Report an error

11.13 ARIMA Methods for Forecasting

Next, we will explore another set of forecasting methods, collectively known as ARIMA. ARIMA stands for Auto-Regressive Integrated Moving Average.

An ARIMA model is defined by three components, often referred to as p, d, and q. p, d, and q correspond to the autoregressive, integrated, and moving average elements, respectively. Each of these three elements is described below.

The p component is the auto-regressive term for the model.

For an AR(1) model, we would use the previous value in the series (lag-1) to predict the next value. This is not a naive forecast, though! To generate that y_tprediction, we multiply the previous value by some coefficient, a₁. The equation shown below also includes ε_t, a white noise error term, unrelated to any other such values in the series.

y_t= a₁y_t-1 + ε_t

You can think of an AR(1) model as being akin to a simple linear regression, in which y_t is the response variable, y_t-1is the input variable, a₁is the beta coefficient, and ε_tis the residual.
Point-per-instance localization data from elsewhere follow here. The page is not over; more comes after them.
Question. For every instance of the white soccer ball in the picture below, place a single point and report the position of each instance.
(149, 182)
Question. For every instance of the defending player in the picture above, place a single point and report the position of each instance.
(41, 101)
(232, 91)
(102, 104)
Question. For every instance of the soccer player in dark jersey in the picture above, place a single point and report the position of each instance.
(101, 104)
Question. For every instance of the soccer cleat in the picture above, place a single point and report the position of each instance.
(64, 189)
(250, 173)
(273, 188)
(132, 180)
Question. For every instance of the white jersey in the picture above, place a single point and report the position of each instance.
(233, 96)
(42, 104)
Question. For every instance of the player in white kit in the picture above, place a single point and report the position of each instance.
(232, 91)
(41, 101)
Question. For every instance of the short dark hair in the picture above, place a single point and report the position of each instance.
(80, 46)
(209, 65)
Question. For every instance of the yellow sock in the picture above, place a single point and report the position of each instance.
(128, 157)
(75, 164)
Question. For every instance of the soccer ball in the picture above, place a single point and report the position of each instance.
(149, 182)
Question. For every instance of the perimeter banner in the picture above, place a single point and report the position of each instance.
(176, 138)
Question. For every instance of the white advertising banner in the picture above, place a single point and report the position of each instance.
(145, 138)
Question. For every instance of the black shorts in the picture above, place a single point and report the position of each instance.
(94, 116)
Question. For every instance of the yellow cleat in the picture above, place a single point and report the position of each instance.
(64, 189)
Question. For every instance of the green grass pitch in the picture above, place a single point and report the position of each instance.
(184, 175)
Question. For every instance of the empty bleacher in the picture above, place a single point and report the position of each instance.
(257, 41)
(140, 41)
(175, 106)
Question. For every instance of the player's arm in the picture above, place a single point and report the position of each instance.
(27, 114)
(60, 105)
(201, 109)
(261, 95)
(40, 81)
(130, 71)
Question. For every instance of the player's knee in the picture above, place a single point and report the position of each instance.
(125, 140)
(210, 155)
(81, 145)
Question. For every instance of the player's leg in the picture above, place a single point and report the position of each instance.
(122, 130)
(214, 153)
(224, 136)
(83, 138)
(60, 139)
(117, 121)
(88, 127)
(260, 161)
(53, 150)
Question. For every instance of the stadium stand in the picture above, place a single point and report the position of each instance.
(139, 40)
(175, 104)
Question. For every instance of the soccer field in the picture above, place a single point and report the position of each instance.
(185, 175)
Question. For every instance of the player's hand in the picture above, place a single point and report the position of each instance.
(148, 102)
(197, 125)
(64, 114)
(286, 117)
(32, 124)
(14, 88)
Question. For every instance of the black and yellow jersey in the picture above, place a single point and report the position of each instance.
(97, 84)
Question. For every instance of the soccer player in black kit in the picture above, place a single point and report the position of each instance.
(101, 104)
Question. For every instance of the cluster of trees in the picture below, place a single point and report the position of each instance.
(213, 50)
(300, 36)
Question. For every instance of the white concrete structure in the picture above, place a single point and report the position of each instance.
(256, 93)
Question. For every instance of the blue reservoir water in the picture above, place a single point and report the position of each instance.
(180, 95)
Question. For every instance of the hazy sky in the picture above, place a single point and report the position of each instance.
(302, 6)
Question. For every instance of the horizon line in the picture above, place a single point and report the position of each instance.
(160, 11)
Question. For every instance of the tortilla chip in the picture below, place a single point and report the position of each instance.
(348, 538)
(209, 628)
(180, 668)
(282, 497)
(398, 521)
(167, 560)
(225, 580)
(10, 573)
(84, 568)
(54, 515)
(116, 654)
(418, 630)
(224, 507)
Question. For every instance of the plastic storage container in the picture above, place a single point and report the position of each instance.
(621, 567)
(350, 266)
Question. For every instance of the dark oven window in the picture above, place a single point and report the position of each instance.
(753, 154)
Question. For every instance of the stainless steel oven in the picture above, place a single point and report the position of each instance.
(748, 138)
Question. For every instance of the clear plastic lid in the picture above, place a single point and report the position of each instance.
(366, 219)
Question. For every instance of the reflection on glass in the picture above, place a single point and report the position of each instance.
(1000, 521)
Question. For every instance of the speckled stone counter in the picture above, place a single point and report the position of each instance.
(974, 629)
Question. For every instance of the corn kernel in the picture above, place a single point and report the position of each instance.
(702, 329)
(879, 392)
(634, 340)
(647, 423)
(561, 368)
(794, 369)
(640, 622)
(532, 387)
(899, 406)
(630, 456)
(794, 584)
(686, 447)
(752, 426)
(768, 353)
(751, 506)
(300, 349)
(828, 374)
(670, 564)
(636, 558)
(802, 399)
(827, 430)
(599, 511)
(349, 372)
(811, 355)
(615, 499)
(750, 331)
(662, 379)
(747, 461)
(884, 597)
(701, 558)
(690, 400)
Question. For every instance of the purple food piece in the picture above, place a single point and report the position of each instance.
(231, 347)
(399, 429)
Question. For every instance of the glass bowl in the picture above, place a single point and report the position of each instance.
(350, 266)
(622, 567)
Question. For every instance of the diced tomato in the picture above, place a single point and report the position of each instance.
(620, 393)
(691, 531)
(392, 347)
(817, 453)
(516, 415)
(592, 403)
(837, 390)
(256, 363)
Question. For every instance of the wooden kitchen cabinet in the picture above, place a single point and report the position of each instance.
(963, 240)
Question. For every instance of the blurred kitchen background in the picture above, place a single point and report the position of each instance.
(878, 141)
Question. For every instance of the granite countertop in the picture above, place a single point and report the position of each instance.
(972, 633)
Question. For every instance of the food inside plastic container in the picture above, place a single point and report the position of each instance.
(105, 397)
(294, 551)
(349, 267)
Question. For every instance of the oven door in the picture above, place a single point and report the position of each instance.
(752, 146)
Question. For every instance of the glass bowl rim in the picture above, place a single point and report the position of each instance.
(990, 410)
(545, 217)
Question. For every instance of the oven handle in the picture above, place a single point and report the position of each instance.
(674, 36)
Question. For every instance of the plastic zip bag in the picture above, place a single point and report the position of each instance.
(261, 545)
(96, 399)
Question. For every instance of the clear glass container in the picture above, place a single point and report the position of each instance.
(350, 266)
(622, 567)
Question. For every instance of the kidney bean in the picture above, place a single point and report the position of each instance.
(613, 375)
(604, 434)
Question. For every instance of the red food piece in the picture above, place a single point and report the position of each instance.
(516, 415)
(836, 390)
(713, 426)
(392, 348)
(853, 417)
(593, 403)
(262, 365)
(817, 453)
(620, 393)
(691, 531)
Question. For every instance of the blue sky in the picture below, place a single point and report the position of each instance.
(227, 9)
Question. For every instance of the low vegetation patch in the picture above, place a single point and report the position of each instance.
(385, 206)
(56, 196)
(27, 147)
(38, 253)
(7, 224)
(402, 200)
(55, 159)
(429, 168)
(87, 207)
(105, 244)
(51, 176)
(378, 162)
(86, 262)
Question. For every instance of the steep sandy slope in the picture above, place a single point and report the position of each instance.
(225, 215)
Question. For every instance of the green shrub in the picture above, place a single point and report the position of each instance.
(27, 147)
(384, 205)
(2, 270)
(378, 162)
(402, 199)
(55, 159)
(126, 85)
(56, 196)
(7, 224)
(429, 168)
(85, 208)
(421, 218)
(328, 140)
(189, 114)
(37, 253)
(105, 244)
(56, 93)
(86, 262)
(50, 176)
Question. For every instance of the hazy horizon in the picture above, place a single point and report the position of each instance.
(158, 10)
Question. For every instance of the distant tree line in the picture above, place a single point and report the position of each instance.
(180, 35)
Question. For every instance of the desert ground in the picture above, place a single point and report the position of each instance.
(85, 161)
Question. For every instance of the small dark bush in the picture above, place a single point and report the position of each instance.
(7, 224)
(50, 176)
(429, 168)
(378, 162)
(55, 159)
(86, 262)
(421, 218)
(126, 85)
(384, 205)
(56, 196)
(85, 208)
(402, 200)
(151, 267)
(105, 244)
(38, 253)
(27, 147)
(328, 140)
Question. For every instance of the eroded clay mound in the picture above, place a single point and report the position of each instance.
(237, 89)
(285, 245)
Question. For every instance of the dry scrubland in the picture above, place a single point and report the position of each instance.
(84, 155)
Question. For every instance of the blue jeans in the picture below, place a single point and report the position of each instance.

The a₁coefficient always falls between -1 and 1; this constraint keeps the series stable and stationary. When a₁is negative, this indicates that we are working with a mean-reverting series; it means that higher values in period y_t-1are likely to be followed by lower ones in period y_t, and vice versa. When a₁is positive, this indicates that our series exhibits momentum, with high values associated with even higher ones in the next period, and vice versa.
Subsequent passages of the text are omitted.